Question

A 2 cm tall object is placed perpendicular to the principal axis of a convex lens of focal length 10 cm. The distance of object from the lens is 15 cm. Find the position, nature and size of the image. Calculate the magnification of the lens.

Answer 1

Given
Object distance, $u=-15cm$
Focal length, $f=+10cm$
Object height, $h=+2cm$
Image distance, $v=?$
Image height, $h^{{}^{\prime }}=?$

Using the lens formula,
$\frac{1}{v}-\frac{1}{u}=\frac{1}{f}$
$\frac{1}{v}-\frac{1}{-15}=\frac{1}{+10}$
$v=30cm$

Positive sign of $v$ shows that the image is formed at a distance of 30 cm on the right side of the lens. Therefore, the image is real and inverted.

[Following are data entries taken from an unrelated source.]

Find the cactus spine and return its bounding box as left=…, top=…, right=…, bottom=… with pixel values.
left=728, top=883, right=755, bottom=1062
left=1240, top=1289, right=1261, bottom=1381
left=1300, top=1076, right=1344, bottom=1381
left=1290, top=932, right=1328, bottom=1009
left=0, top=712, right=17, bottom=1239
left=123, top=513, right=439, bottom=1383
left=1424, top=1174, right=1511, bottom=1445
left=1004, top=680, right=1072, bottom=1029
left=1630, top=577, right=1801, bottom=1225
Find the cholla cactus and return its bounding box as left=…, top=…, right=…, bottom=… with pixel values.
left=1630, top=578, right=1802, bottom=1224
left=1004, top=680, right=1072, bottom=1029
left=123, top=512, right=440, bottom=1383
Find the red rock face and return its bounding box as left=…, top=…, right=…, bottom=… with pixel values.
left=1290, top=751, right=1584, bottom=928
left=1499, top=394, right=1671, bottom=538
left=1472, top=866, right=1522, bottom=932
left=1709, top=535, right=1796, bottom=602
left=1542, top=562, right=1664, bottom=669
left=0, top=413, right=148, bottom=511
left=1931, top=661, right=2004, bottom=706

From the formula of magnification,
$m=\frac{v}{u}=\frac{30}{-15}=-2$


Again, from the formula of magnification,
$m=\frac{h^{\prime }}{h}=\frac{v}{u}$
$\frac{h^{{}^{\prime }}}{2}=\frac{+30}{-15}=-2$
$h^{\prime }=-2\times 2=-4cm$

Negative sign with the magnification and height of the image shows that the image is inverted and real. Thus, a real image of height 4 cm is formed at a distance of 30 cm on the right side of the lens. Image is inverted and twice the size of the object.